In Yoichi, a town in the Yoichi District, Shiribeshi Subprefecture, Hokkaido, Japan is one of Japan’s top whisky maker and main distillery: Nikka Whisky Yoichi Distillery.
Founded by Masataka Taketsuru in 1934, the history of Nikka Whisky began here in Yoichi and the rest is history.
How to get to Yoichi Distillery
The Nikka Whisky Distillery is located just a few steps west of Yoichi Station on the JR Hakodate Line. Yoichi Station can be reached in about 25 minutes by local trains from Otaru or in about one hour from Sapporo.
Yoichi Distillery Tour
You can visit the vast grounds of the distillery, where the original stone buildings of the factory and Taketsuru’s former home still stand. Some of the equipment on display, like the large copper pot still, are still used to this day.
Admission is free. Opening hours are from 9:00am – 5:00pm.
There are guided distillery tours (only in Japanese). Tour hours are from 9:00am – noon and from 1:00pm – 3:30pm. Tour lengths are approximately 70 minutes (tour of the whisky production process and tasting).
In order to prevent the spread of COVID-19, some restrictions on the distillery tours have been implemented.
Yoichi Distillery sits on over 132,000 acres of land.

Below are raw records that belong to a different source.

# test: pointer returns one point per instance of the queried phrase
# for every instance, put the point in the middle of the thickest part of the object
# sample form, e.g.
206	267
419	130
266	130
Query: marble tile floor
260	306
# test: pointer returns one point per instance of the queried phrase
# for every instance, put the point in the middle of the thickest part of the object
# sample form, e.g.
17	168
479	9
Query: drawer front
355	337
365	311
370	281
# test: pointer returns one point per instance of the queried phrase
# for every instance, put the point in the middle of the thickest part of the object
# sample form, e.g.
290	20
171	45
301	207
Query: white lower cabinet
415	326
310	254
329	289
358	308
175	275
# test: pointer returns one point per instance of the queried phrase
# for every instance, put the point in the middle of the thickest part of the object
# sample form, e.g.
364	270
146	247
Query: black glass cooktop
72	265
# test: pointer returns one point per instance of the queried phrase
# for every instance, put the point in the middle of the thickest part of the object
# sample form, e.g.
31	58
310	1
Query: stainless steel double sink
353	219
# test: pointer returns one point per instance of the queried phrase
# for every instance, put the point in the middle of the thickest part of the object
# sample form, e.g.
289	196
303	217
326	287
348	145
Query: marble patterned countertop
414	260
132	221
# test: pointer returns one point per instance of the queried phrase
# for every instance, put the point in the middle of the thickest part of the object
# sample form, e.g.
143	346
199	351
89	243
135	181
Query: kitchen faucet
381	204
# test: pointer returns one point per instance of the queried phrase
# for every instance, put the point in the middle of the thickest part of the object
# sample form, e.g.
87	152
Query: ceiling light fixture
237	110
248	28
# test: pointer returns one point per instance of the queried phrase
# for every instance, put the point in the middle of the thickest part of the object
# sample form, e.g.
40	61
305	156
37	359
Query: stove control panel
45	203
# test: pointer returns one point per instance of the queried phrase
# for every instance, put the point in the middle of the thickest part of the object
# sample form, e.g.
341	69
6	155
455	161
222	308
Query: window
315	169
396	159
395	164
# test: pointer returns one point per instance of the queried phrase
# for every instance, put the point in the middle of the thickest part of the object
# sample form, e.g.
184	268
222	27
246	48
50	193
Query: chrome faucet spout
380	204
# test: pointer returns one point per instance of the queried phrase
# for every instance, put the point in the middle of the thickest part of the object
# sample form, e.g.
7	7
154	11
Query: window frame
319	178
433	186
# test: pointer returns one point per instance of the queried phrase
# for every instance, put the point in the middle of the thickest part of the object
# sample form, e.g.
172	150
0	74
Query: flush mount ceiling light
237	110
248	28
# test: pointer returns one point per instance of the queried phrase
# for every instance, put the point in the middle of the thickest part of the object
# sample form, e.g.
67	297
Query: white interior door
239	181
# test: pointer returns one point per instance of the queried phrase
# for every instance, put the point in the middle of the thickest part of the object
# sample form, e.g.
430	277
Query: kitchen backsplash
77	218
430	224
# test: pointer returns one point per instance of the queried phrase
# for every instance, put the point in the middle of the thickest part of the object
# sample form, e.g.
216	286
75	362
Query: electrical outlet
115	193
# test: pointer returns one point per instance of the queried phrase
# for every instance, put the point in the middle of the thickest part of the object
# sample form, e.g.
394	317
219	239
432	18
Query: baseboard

At Latitude 43.2°N. The harsh and rich nature in the north satisfying everything needed for whisky making.
Masataka Taketsuru, the first Japanese who mastered whisky making in Scotland, valued the climate and natural features of the north. Yoichi, the place chosen by Masataka was close to the sea, surrounded by mountains on three sides and in many ways similar to Highland in Scotland. A cold climate with an appropriate humidity, crisp clean air and fresh water – everything necessary for his ideal whisky was available. The proximity to the sea is one of the distinctive features of Yoichi. The sea breeze gives a briny hint to the whisky during the maturation.
Direct coal-fired distillation. The tradition inherited from the foundation.
Masataka set a pot still using direct coal-fire when he built the Yoichi Distillery. This still was similar to pot stills at Longmorn Distillery where Masataka had the first practical training in Scotland. This traditional coal-fired distillation is hardly seen today as it is difficult to control temperature and requires highly skilled craftsmen. However, the distillation process at Yoichi has remained very traditional to this day. The characteristics of Yoichi Single Malt such as boldness and toasty burnt flavors are unique features of this distillation.
In addition to learning about whisky making; during the tour, you can also explore and learn more about the founder and the history of the distillery.
In addition to the Rita House and the former residence of the Taketsurus, the whisky museum exhibits many materials about the history of Masataka & Rita and Nikka Whisky.
At the end of the tour, stop by the Nikka Kaisan to sample some delicious whisky and more. Visitors are given three samples of various alcoholic beverages. For those who are not of age, apple juice and other non-alcoholic drinks are also available. Finish off your tour with a quick visit to the gift shop where Nikka Whisky chocolates, bottles and memorabilia are for sale.